Vince Granatelli (left, above photo), who was a leading mechanic for two notable machines in Indianapolis 500 history and later became a race-winning team owner, died Jan. 22. He was 78.
Granatelli was a member of the famous racing family that made its name through “The Greatest Spectacle in Racing,” including his father, Andy, the flamboyant owner of the car that Mario Andretti drove to victory in the 1969 Indianapolis 500.
Vince Granatelli first turned wrenches at the Indianapolis Motor Speedway in 1961 as a mechanic on the Novi-powered machines his father brought to the “500” that year. The unique engine growl of the Novi captivated fans for more than two decades.
Granatelli then worked as a mechanic on another one of the most unique cars in Indianapolis 500 history, the turbine-powered machines nicknamed the “Whooshmobile” due to the unique hissing sound of the Pratt & Whitney gas turbine engine.
Parnelli Jones qualified sixth in 1967 in the turbine and dominated the race, leading 171 of the first 196 laps. But a transmission bearing failed on Lap 197, handing the lead and victory to A.J. Foyt.
In 1968, similar late-race calamity struck when Joe Leonard’s rear-engine, turbine-powered Lotus suffered a failed fuel pump driveshaft while leading with nine laps to go.

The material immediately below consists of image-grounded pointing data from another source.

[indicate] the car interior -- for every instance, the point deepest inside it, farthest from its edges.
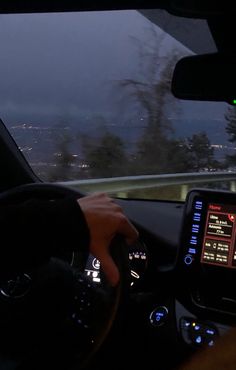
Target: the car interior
(176, 296)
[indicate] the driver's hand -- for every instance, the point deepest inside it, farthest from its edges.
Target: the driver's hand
(105, 219)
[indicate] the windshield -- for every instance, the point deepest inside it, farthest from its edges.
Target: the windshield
(87, 98)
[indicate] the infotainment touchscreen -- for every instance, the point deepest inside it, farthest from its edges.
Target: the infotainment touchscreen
(209, 230)
(206, 262)
(219, 236)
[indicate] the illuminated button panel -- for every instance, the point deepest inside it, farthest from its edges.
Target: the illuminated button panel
(198, 333)
(194, 236)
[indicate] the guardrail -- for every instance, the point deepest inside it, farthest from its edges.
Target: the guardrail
(121, 186)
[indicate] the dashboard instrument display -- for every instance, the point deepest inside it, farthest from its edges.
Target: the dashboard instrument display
(137, 264)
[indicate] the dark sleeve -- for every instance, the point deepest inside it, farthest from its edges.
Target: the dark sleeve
(35, 230)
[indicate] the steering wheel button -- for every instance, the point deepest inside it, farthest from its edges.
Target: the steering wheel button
(158, 316)
(198, 339)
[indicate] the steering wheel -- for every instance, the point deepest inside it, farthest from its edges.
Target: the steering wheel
(54, 303)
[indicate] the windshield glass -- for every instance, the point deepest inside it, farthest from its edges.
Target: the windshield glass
(87, 98)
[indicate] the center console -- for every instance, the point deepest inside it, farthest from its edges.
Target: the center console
(207, 252)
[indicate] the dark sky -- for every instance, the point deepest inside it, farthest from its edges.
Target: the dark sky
(68, 64)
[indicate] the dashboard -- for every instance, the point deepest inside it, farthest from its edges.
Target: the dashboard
(182, 295)
(207, 252)
(138, 259)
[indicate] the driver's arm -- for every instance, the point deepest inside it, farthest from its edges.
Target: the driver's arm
(36, 229)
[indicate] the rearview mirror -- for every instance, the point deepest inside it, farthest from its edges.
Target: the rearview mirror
(210, 77)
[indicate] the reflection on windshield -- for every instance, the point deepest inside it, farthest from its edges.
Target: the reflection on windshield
(87, 96)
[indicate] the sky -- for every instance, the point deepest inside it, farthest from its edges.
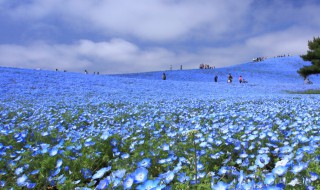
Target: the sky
(129, 36)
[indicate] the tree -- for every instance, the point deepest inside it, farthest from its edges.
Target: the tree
(313, 55)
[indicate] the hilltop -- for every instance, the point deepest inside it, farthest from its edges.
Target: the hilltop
(272, 70)
(272, 77)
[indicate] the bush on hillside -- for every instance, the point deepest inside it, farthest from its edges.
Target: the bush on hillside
(313, 55)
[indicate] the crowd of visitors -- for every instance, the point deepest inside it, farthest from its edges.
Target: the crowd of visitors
(205, 66)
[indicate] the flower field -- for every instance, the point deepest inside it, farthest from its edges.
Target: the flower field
(135, 131)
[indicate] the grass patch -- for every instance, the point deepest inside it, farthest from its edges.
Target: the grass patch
(311, 91)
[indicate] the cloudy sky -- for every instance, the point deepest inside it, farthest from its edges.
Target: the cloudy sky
(125, 36)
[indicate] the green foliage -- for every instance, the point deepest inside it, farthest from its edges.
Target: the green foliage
(313, 55)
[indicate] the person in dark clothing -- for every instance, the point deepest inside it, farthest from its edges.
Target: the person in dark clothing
(240, 79)
(216, 78)
(230, 78)
(164, 77)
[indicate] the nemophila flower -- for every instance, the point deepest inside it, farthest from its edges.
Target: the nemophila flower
(105, 135)
(2, 183)
(309, 187)
(262, 160)
(114, 142)
(219, 186)
(165, 147)
(56, 172)
(119, 173)
(148, 185)
(30, 185)
(313, 176)
(243, 155)
(125, 156)
(223, 170)
(294, 182)
(269, 179)
(279, 170)
(299, 167)
(61, 179)
(100, 173)
(19, 171)
(128, 182)
(22, 181)
(299, 157)
(286, 149)
(168, 177)
(86, 173)
(53, 151)
(182, 177)
(216, 155)
(59, 163)
(146, 162)
(140, 175)
(34, 172)
(104, 183)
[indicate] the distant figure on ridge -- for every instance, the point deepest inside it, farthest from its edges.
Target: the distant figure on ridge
(307, 81)
(164, 77)
(240, 79)
(230, 78)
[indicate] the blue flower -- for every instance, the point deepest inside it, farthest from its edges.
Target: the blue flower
(18, 171)
(101, 172)
(30, 185)
(140, 175)
(34, 172)
(182, 177)
(219, 186)
(127, 183)
(168, 177)
(53, 151)
(2, 183)
(165, 147)
(299, 167)
(119, 173)
(104, 183)
(280, 170)
(262, 160)
(149, 184)
(21, 181)
(125, 156)
(145, 163)
(86, 173)
(313, 176)
(269, 179)
(59, 163)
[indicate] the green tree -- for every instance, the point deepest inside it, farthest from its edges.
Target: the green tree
(313, 55)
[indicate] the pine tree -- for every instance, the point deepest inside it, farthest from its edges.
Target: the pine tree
(313, 55)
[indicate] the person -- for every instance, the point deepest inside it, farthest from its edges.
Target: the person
(229, 78)
(164, 77)
(240, 79)
(307, 81)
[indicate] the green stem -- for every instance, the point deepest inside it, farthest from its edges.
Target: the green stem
(195, 158)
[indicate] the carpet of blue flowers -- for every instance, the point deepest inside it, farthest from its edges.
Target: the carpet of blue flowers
(75, 131)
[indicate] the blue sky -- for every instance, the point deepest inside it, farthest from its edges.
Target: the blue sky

He also worked on the Eagle-Offy that Graham McRae drove to 16th place and Rookie of the Year honors in the 1973 Indianapolis 500.
Granatelli also worked as a mechanic at various times in STP-sponsored efforts in Formula One during the early 1970s. He left racing along with his family after the 1974 season.
During his time away from racing, Granatelli focused on various business ventures. He owned Pit Stop Service in Southern California, a high-performance garage where he also built high-speed cars. He built a Chevrolet Camaro stock-body passenger car that his father drove a record 242 mph on the Bonneville Salt Flats.
Granatelli returned to racing in 1987 as the owner of Vince Granatelli Racing, which fielded cars in CART painted in a similar day-glo red as his father’s turbine-powered cars at Indianapolis.
Roberto Guerrero won two races driving for the team in its first season of 1987, at Phoenix International Raceway and Mid-Ohio Sports Car Course. Guerrero led the Indianapolis 500 that year with 19 laps to go, but two stalls on a pit stop due to a damaged clutch dropped him out of the top spot. He ended up second behind Al Unser.
Arie Luyendyk earned the team its third and fourth victories in 1991, at Phoenix and Nazareth Speedway.